README ¶
Common Crawler
🕸 A simple and easy way to extract data from Common Crawl with little or no hassle.
Notice in regards to development
Currently I do not have the capacity to hire full time, however, I do have the intention of hiring someone to help build infrastructure related to CommonCrawl. All Gitcoin bounties are currently on hold. When I do have time to further invest in this project, will discuss full time devops developer to work on said project. All payment will be done in DAI and resource allocation will be approximately 5k/mo.
As a GUI
An electron based interface that works with a Go server will be available.
As a library
Install as a dependency:
go get https://github.com/ChrisCates/CommonCrawler
Access the library functions by import
ing it:
import(
cc "github.com/ChrisCates/CommonCrawler"
)
func main() {
cc.scan()
cc.download()
cc.extract()
// And so forth
}
As a command line tool
Install from source:
go install https://github.com/ChrisCates/CommonCrawler
Or you can curl from Github:
curl https://github.com/ChrisCates/CommonCrawler/raw/master/dist/commoncrawler -o commoncrawler
Then run as a binary:
# Output help
commoncrawler --help
# Specify configuration
commoncrawler --base-uri https://commoncrawl.s3.amazonaws.com/
commoncrawler --wet-paths wet.paths
commoncrawler --data-folder output/crawl-data
commoncrawler --start 0
commoncrawler --stop 5 # -1 will loop through all wet files from wet.paths
# Start crawling the web
commoncrawler start --stop -1
Compilation and Configuration
Installing dependencies
go get github.com/logrusorgru/aurora
Downloading data with the application
First configure the type of data you want to extract.

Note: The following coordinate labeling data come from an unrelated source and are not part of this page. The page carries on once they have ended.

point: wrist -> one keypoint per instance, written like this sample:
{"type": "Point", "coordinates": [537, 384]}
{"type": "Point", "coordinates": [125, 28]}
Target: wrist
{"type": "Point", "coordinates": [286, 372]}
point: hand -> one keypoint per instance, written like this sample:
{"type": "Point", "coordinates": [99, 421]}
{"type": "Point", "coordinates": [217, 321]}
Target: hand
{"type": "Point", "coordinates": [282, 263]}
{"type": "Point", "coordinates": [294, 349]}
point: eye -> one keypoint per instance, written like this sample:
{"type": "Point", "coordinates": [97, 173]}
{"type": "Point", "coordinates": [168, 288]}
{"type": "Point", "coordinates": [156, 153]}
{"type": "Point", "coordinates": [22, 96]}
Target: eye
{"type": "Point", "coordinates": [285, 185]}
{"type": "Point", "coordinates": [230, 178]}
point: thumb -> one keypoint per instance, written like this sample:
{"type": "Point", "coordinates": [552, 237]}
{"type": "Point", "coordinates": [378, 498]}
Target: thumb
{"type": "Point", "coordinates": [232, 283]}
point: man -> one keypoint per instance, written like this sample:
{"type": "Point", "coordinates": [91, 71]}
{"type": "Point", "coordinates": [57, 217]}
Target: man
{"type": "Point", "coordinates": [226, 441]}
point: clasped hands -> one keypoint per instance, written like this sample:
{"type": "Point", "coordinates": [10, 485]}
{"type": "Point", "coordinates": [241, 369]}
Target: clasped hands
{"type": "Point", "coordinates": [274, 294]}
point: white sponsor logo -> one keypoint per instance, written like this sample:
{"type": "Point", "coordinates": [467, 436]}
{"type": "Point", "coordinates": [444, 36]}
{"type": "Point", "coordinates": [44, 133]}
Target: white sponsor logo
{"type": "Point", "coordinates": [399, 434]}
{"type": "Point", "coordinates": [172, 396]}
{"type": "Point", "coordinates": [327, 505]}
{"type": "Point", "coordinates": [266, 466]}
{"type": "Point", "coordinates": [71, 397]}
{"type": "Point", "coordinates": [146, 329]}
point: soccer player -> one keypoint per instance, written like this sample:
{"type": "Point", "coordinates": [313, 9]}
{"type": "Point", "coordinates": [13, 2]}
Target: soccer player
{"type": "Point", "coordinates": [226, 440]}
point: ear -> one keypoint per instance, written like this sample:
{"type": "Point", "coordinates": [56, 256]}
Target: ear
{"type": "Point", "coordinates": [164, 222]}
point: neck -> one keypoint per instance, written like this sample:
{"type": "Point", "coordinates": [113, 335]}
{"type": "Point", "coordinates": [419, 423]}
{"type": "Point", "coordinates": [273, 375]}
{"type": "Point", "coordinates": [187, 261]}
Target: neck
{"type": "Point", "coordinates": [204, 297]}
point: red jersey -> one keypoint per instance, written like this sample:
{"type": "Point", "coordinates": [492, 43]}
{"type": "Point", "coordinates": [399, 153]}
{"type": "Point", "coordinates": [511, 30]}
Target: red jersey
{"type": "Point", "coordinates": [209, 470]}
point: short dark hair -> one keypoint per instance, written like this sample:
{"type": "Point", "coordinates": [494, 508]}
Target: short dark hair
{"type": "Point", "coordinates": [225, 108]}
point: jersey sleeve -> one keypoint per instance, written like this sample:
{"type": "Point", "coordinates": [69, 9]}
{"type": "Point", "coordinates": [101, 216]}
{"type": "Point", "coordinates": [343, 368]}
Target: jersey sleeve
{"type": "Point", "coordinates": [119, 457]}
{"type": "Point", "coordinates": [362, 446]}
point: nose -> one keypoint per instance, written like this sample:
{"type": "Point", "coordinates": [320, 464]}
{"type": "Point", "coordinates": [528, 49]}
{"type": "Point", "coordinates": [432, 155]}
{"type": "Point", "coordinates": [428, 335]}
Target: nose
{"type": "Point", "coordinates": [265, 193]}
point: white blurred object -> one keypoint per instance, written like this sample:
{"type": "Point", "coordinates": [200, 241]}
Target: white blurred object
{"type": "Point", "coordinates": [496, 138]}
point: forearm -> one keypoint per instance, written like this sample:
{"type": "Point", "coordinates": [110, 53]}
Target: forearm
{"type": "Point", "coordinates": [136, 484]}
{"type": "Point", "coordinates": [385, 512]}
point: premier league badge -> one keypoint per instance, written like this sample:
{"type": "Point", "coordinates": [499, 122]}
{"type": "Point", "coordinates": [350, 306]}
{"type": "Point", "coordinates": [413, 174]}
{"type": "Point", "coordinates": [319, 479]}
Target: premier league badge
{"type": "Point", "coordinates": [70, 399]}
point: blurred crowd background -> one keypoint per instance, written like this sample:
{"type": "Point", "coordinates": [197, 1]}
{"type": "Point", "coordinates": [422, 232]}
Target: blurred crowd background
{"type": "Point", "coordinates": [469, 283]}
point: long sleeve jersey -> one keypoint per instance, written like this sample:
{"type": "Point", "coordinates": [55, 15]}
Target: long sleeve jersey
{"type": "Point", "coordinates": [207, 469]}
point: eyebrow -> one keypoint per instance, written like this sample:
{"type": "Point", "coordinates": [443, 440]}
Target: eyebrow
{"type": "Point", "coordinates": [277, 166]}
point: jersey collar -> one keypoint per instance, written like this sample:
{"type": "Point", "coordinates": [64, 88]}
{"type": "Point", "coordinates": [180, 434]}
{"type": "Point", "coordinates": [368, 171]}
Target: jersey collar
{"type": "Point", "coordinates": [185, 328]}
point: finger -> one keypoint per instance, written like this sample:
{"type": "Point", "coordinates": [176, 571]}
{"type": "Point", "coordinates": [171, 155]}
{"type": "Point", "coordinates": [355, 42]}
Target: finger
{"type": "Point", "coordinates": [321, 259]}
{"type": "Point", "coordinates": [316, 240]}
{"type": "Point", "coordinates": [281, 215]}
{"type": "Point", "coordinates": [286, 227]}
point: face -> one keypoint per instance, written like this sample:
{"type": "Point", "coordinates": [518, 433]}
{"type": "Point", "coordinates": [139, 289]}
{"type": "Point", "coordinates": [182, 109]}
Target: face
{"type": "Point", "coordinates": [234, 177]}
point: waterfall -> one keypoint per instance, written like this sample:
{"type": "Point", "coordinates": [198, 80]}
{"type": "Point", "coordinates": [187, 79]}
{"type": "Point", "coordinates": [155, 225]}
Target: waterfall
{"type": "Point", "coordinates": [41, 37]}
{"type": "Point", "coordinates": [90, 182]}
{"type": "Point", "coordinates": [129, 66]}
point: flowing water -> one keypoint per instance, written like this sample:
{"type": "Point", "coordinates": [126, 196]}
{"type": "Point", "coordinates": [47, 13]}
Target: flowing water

// Config is the preset variables for your extractor
type Config struct {
baseURI string
wetPaths string
dataFolder string
matchFolder string
start int
stop int
}
//Defaults
Config{
start: 0,
stop: 5,
baseURI: "https://commoncrawl.s3.amazonaws.com/",
wetPaths: path.Join(cwd, "wet.paths"),
dataFolder: path.Join(cwd, "/output/crawl-data"),
matchFolder: path.Join(cwd, "/output/match-data"),
}
With Docker
docker build -t commoncrawler .
docker run commoncrawler
Without Docker
go build -i -o ./dist/commoncrawler ./src/*.go
./dist/commoncrawler
Or you can run simply just run it.
go run src/*.go
Resources
-
MIT Licensed
-
If people are interested or need it. I can create a documentation and tutorial page on https://commoncrawl.chriscates.ca
-
You can post issues if they are valid, and, I could potentially fund them based on priority.